Part of their goal now, they say, is to try to help women voice — and ultimately set aside — feelings of individual guilt around having kids. They argue that individual parents aren’t responsible for a system-wide problem. “I hope that when people come to a house party with us, what they leave with is at least an unburdening of the ‘carbon footprint’ way of thinking,” Ferorelli said.
But the other side of the equation — the worry about what kind of future today’s children will experience — is more difficult to untangle. The irony is that even as the footprint of a child born in the developed world is decreasing, the impacts of climate change that child will experience are increasing – and in some cases much faster than scientists had expected. All across the world are already facing days filled with choking wildfire smoke, catastrophic floods, and dangerous heat waves. A child born today will likely still be alive in 2100, at which point warming could have doubled.
Camila Thorndike, a 35-year-old who lives in Washington, D.C. and is the director of policy programs at the nonprofit climate group Rewiring America, first started thinking about climate change and having children when she was in eighth grade. She says that much of her hesitation now to have a child is rooted in fear over what their future will look like. “It’s coming partly from a place of love for my hypothetical child,” she said. “I want to protect them from suffering. Not that life is ever free from suffering, but … what of the joys and peace and goodness that make me happiest to be alive will be accessible in 20, 30, 40 years?”
Other women have ended relationships over this question. Laurel, a 33-year-old from Wisconsin who asked to be identified only by her first name, divorced her first husband partly because he wanted to have children and she, worried about a climate-changed future, didn’t want to. “With the uncertainty of the world right now – it doesn’t feel safe,” she said. “I wouldn’t want to subject my children to that.” She is now remarried to a man who also wants to stay child-free.
Such concerns have no easy answer. Many people, perhaps, would choose not to have children if they knew with certainty that extinction-level warming were right around the corner. On the flip side, more people might choose to have children if they knew with certainty that countries would rally to end greenhouse gas emissions and create a more sustainable society. The in-between is where it gets difficult. Should you still have kids if they will grow up with smoke-filled summers and steadily rising sea-levels? Should you have kids if the developed, Western world will suffer minimal losses but developing countries will suffer hugely?

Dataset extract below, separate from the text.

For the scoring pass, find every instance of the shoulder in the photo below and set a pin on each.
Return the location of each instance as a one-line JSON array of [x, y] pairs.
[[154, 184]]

Hausfather, the climate scientist, argues that climate is more of a threat multiplier — something that will make political and economic upheaval much more likely. “It’s up to us to decide if it’s going to be an apocalyptic hellscape,” he said. “And it depends on a lot of factors beyond just climate change.”
Thorndike, who has gone back and forth for many years about whether or not to have children, says that she now has a lot of humility about the decision. “My perspective has changed so many times over the last 20 years,” she said. “It’s a decision that no one can make for another person. And I allow myself the space for that uncertainty.”